7 responses to “About The No Food Diet

  1. Meg O'Morrow

    I’m trying to wrap my head around this… That’s a lot of nos!

  2. No Food Dietician

    Yeah, I know. But the more I cut out, the better I feel! It sounds crazy but it’s really been working for me.

  3. Fellow gluten free blogger,

    I’m staring a carnival blog as a one-stop shopping place for gluten free information. A blog carnival is like a magazine of articles that gets published on a schedule. Every 3 months (I hope it catches on so that we can do this more often – at least monthly), bloggers submit an article related to the GF lifestyle from their blog. The submission will be combined with all others onto 1 carnival page, which will include links to each participant’s article on their own blog (so you retain the rights to the post, and your trademarks stay intact). We can all take turns being the host blogger (if you are interested in hosting, let me know!). We hope that we can all learn from each other and introduce our readers to other gluten free sites out there.
    If you’d like to see a sample carnival, check out http://allergickid.blogspot.com/2009/06/living-with-food-allergies-blog.html.

    Joining the community of contributors is a great way to get more readers to your blog. It’s easy to do. Just follow the below link and fill in the quick form linking one of your best blog posts to the carnival page. Topic areas will include recipes, tips, research, advice/support, etc. Your post will be posted along with contributions from other GF bloggers.
    http://blogcarnival.com/bc/submit_7356.html

    The deadline for the next carnival is July 25, 2009. Be sure to let your readers know about the first carnival. It’ll be posted on August 1st at http://thefoodallergycoach.blogspot.com/.
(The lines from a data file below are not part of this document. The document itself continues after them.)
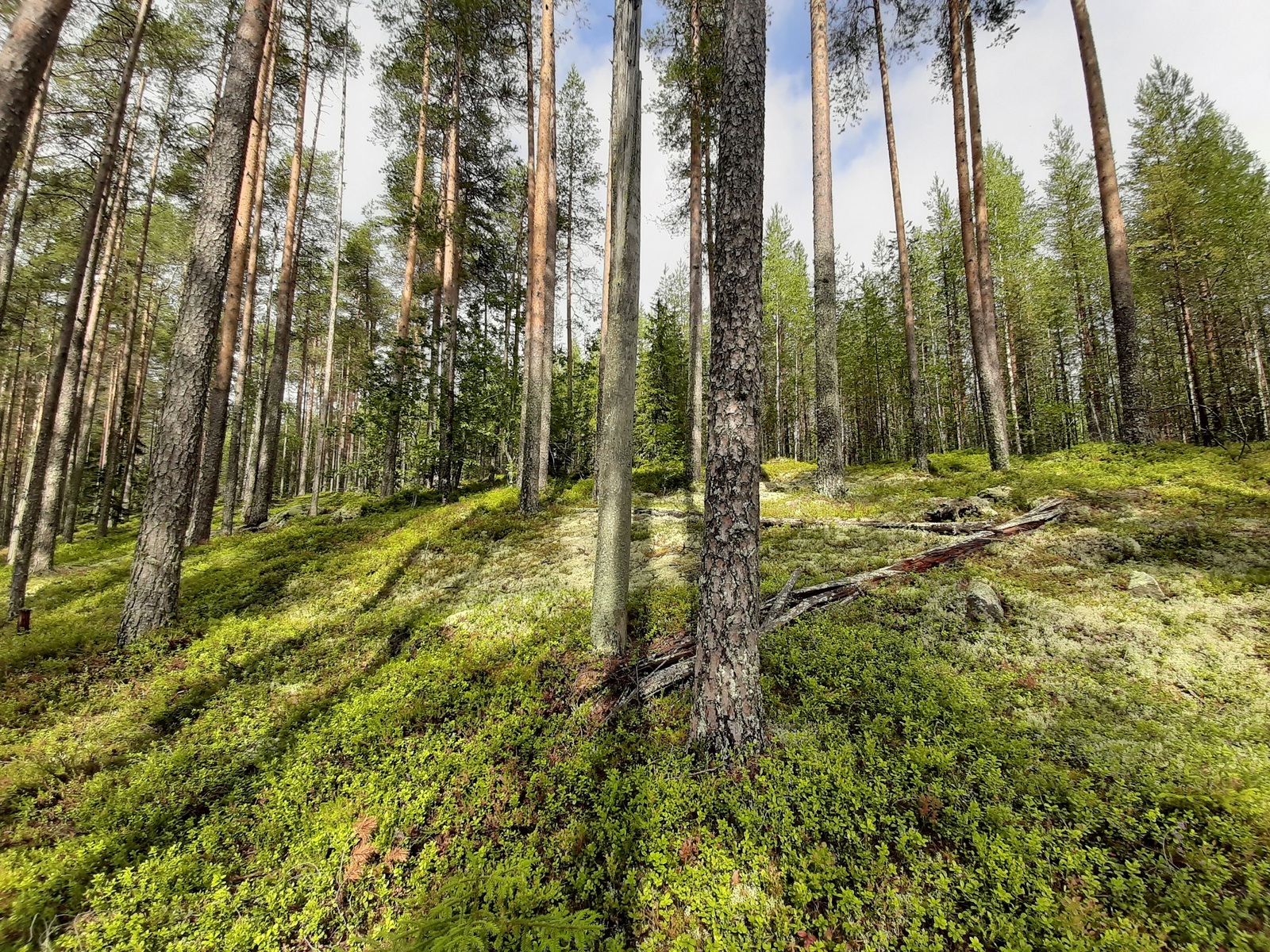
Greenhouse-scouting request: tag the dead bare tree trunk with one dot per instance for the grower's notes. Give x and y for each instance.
(154, 584)
(829, 408)
(70, 340)
(727, 697)
(615, 446)
(23, 65)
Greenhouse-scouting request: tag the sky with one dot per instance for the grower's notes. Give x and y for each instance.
(1022, 86)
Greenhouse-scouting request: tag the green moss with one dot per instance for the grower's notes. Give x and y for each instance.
(368, 735)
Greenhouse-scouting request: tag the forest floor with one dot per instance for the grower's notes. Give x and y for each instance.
(370, 733)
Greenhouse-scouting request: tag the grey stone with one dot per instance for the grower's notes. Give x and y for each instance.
(1143, 585)
(997, 494)
(982, 603)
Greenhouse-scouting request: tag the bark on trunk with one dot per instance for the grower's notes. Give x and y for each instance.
(70, 338)
(615, 446)
(257, 508)
(219, 397)
(921, 461)
(412, 251)
(727, 697)
(329, 362)
(22, 187)
(541, 283)
(991, 381)
(23, 63)
(1133, 397)
(695, 355)
(156, 581)
(829, 409)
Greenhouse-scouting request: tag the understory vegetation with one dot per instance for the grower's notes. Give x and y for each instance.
(378, 729)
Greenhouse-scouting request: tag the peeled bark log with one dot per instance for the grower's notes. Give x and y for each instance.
(615, 447)
(156, 581)
(727, 697)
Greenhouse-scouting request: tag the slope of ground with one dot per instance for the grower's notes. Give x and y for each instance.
(368, 734)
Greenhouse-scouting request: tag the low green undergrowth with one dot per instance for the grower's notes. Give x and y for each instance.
(370, 735)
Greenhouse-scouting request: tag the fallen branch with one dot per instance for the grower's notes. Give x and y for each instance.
(944, 528)
(672, 664)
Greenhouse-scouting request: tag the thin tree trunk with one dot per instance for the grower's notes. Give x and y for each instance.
(217, 399)
(412, 251)
(328, 365)
(70, 340)
(615, 446)
(23, 65)
(829, 409)
(541, 283)
(727, 697)
(247, 336)
(257, 508)
(22, 187)
(1133, 399)
(695, 355)
(156, 581)
(921, 463)
(991, 385)
(450, 295)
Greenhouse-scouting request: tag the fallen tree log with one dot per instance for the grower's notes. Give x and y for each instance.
(944, 528)
(671, 664)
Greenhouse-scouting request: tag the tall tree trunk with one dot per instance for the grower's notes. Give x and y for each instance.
(156, 581)
(257, 508)
(70, 338)
(412, 251)
(921, 463)
(450, 295)
(727, 697)
(22, 187)
(23, 65)
(247, 336)
(695, 355)
(829, 409)
(541, 283)
(217, 399)
(1133, 397)
(991, 381)
(112, 447)
(983, 336)
(329, 362)
(615, 446)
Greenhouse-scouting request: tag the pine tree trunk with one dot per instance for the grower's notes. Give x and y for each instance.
(23, 65)
(412, 251)
(921, 463)
(695, 355)
(217, 399)
(983, 336)
(992, 385)
(22, 188)
(257, 507)
(156, 581)
(615, 446)
(329, 362)
(727, 697)
(829, 409)
(234, 469)
(450, 295)
(1134, 427)
(70, 338)
(541, 283)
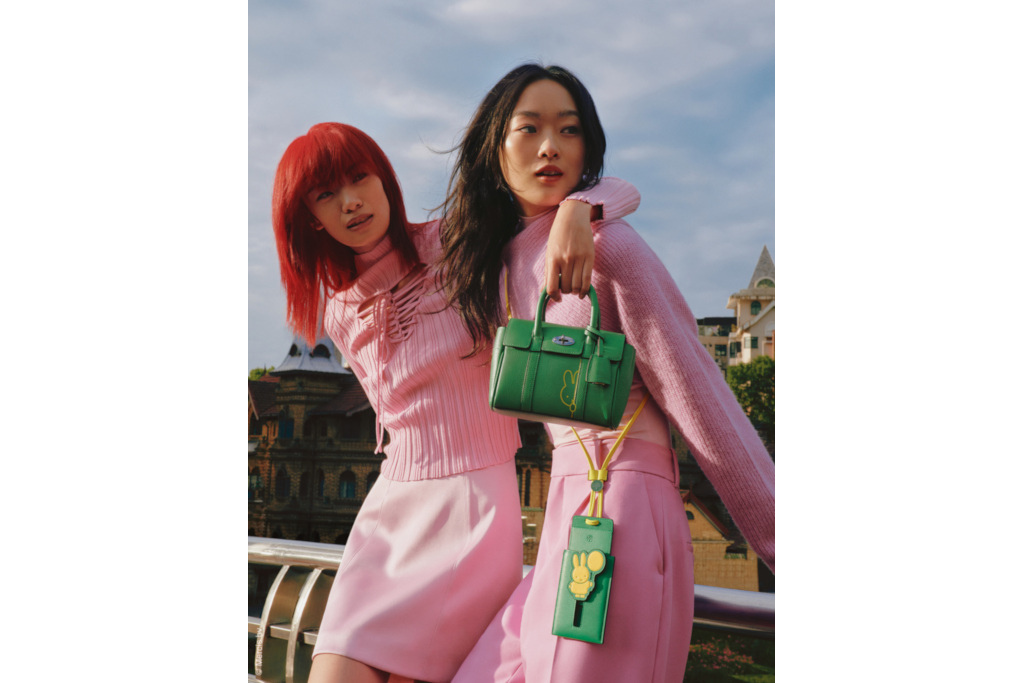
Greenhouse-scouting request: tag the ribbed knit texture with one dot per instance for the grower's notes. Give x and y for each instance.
(406, 349)
(432, 402)
(639, 298)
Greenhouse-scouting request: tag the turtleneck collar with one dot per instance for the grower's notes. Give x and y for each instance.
(366, 260)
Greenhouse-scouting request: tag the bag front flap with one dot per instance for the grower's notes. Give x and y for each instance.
(518, 333)
(561, 339)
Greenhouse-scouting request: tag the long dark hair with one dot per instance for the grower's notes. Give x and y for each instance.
(314, 265)
(479, 214)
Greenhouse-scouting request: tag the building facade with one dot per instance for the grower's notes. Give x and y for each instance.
(754, 333)
(311, 441)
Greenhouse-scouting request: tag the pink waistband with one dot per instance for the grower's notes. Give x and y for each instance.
(633, 455)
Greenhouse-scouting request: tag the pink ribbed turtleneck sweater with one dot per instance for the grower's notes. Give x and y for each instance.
(406, 348)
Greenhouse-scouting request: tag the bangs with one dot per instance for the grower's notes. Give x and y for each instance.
(328, 155)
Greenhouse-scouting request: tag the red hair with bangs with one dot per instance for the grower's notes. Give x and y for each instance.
(314, 265)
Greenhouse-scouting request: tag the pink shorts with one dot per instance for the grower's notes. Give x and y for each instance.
(427, 565)
(650, 611)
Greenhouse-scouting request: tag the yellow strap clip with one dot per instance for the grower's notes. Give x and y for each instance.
(597, 477)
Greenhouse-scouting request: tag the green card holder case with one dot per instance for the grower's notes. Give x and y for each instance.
(582, 599)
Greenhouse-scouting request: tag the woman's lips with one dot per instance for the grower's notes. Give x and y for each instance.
(358, 220)
(549, 174)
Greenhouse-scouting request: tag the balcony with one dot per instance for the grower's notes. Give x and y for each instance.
(282, 635)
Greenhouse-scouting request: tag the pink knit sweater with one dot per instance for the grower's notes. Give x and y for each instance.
(406, 349)
(639, 298)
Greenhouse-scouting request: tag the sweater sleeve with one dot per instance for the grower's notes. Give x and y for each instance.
(616, 197)
(638, 296)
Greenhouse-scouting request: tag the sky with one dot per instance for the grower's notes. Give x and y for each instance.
(685, 92)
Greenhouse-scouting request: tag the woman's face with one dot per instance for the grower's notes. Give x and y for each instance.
(543, 151)
(355, 213)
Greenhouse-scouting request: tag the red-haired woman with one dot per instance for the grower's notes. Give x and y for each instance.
(436, 547)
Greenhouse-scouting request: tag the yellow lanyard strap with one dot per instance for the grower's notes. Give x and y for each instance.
(601, 475)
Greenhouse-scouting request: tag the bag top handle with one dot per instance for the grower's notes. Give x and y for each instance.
(595, 313)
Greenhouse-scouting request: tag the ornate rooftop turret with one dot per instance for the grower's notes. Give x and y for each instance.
(324, 357)
(764, 271)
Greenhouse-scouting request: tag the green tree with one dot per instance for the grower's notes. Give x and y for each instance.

    Looking forward to reading your post,
    Kim

  4. Dear Kim,
    I want to go on the alkaline diet that seems to be making so many people so darned healthy. I stumbled onto your website after I heard ‘something’ toward the end as Dr. Oz was saying he ‘soaks his walnuts’ – but didn’t hear why. I didn’t hear him if he said he dries them out -

    Yesterday I had soaked my walnuts just to see. They are fantastic if you just pluck them out of the water and eat them.

    I served mine with California dates – which may or may not be ‘allowed’ but we had company. I look forward to reading the rest of this site. Thanks. Nancy

    • No Food Dietician

      Thanks Nancy! Since I wrote my soaking walnuts post, I have actually had a lot more experience soaking nuts. They’re really good in recipes like pesto, sauces, crusts, pies, etc. It’s just the dehydrating part which is a little tough, but you only have to do if you want to store them. Now I have a dehydrator so it’s a little easier.

      As for eating walnuts and dates together, I know it’s not allowed under food combining principles, but it sure tastes good! I like them with organic apricots too.

      The alkaline diet looks great.. It is very similar to what I try to stick to. You could look into a raw food diet too. I highly recommend it!

      Thanks!
      Danielle

  5. Simone Rister

    I’ve been doing some research on the raw food diet and really want to give it a try. There seem to be so many benefits and it makes sense to me. Very excited to find this blog and know that there are some great recipes out there. And I was thinking i’d have to live on celery and carrot sticks with hommus, pfft! Can’t wait to try some of these recipes, thanks for sharing.

  6. Jennifer

    Wow, your story sounds pretty much like mine. I have PCOS and several random symptoms (constant headaches, ravenous hunger, low energy, diarrhea, etc) despite changing my diet to gluten-free and vegan. Finally my nutritionist concurred with me that I should do an anti-candida diet. I’m starting tomorrow!